London’s Cromwell Place hosts Lebanese art show 
  • ‘LEBANON | UNTITLED’ featured works from some of Lebanon’s most famous artists, and some up-and-coming stars 

DUBAI: Between June 7 and 11, London's arts hub Cromwell Place played host to a pop-up show of modern and contemporary Lebanese art.   

According to organizers, the show — “LEBANON | UNTITLED” — was the largest and most comprehensive display of Lebanese art in London to date. Displayed across two rooms, more than 50 paintings, mixed-media works, and sculptures created by 33 artists were shown. The exhibition was a collaboration between Janet Rady Fine Art, founded by the London-based curator and dealer Janet Rady, and Artscoops, a Middle East art-focused e-platform founded by Beirut mother-daughter duo, May and Raya Mamarbachi.  




Etel Adnan, Sun. (Supplied)

“The importance of this show is two-fold,” Rady, who has a background in Islamic art, told Arab News. “It showcases Lebanese artists to the Lebanese audience in London, because they don't get to see the works here. But then — equally and perhaps even more importantly — it's an opportunity for people who don't know anything about Lebanese art at all. I'm sure they know where Lebanon is, but they've probably never been there. They don't know the history of the artists, the history of culture, and the people. And I think, for them, it's a real eye-opener.”  

The paintings were hung in a non-chronological order, close to one another, “as if you were in your own home,” Rady added.  

The exhibition featured a variety of works — abstract, figurative, still-life and landscapes — by some 20th-century titans of the Lebanese art canon: Etel Adnan, Aref El-Rayess, Huguette Caland, Paul Guiragossian, Bibi Zogbe, Helen Khal, Alfred Basbous, and Hussein Madi. There was also a serene landscape image, portraying traditional houses against the sea and mountains, by Marie Hadad, one of Lebanon's first female painters.  




Charles Khoury, Untitled. (Supplied)

“Lebanon has had a long artistic tradition,” explained Rady. “The Lebanese artists know how to paint; they've been very figurative and experimental in their works. I'm doing my Iraqi show in the gallery next door, and you can tell it's a completely different aesthetic, even though the countries are geographically close to each other, they've just had different visual histories.”  

The show also highlighted some lesser-known names, including nature-loving Samia Osseiran Junblat, who was born in the 1940s and educated in Beirut, Florence and Tokyo. A colorful 1960s painting of hers was on display. Another interesting artist on view was the New York-born, late-era modernist Willy Aractingi, who died in 2003. His bold and vibrant pictures depict natural scenery. The show included Aractingi's “The Crow and the Fox” painting, inspired by the timeless fables of 17th-century French fabulist Jean de La Fontaine.  

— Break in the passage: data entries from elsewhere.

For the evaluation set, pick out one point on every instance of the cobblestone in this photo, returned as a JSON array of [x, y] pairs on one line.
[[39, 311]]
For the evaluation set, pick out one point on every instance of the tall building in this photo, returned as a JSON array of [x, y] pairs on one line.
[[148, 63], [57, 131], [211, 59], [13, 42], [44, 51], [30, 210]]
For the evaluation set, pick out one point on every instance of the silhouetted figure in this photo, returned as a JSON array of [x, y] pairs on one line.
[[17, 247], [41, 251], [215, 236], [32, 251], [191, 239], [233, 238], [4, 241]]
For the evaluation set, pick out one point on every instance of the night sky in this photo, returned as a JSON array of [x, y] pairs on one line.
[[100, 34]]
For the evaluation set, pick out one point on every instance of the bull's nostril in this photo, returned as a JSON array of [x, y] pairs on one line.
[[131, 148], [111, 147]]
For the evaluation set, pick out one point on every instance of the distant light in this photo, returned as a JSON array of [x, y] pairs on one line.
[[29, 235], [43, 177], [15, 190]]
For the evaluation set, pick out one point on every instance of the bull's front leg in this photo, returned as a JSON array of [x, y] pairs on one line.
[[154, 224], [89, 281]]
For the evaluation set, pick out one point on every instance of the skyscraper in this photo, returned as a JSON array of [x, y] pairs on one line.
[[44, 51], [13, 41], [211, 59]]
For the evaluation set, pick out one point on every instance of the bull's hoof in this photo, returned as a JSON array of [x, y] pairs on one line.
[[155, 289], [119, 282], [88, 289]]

Willy Aractingi, Le Corbeau et le Renard. (Supplied)

The late Lebanese artist and critic Laure Ghorayeb, who died earlier this year in her early nineties, was also featured in the show with a figurative Chinese ink on canvas work called “Beauty is our common link and we are the future generation.” 

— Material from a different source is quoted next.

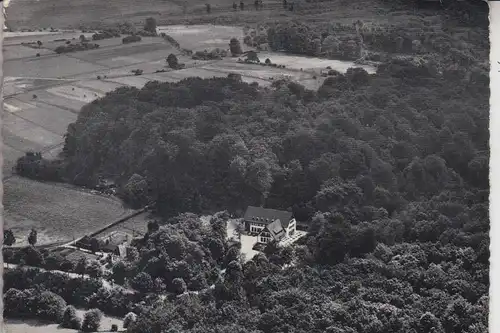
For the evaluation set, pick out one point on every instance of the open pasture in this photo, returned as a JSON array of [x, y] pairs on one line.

A number of contemporary artists including Hiba Kalache, Adlita Stephan, Zena Assi, and Lana Khayat, and Ayman Baalbaki also took part in the show. The latter grew up during the Lebanese Civil War, and is known for portraying abandoned areas and bullet-filled buildings in Beirut that have been damaged by armed conflict in recent decades.    

For the Artscoops team, putting this show together felt like a milestone.  

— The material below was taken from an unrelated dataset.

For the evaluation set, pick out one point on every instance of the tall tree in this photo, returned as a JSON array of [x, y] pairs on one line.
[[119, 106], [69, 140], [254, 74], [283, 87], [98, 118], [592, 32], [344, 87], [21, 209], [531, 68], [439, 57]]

Laure Ghorayeb, Beauty is our common link and we are the future generation. (Supplied)

“It's our first show. We've had a lot of footfall and I think people are very interested,” Raya Mamarbachi told Arab News. “It's been a lot of work, but we're really excited to be here.”  

With the recent reopening of the Sursock Museum in Beirut, Mamarbachi said that Beirut's cultural scene is slowly coming back to life again after a few troubled years.  

“You do wonder where the crisis is, because in the past two-to-three months, five galleries have opened in Beirut. The scene is moving and buoyant,” she said.  

As for the peculiar title of the show, Mamarbachi explained: “Lebanon is always in a state of flux and change, so this is why we did not title the exhibition.”  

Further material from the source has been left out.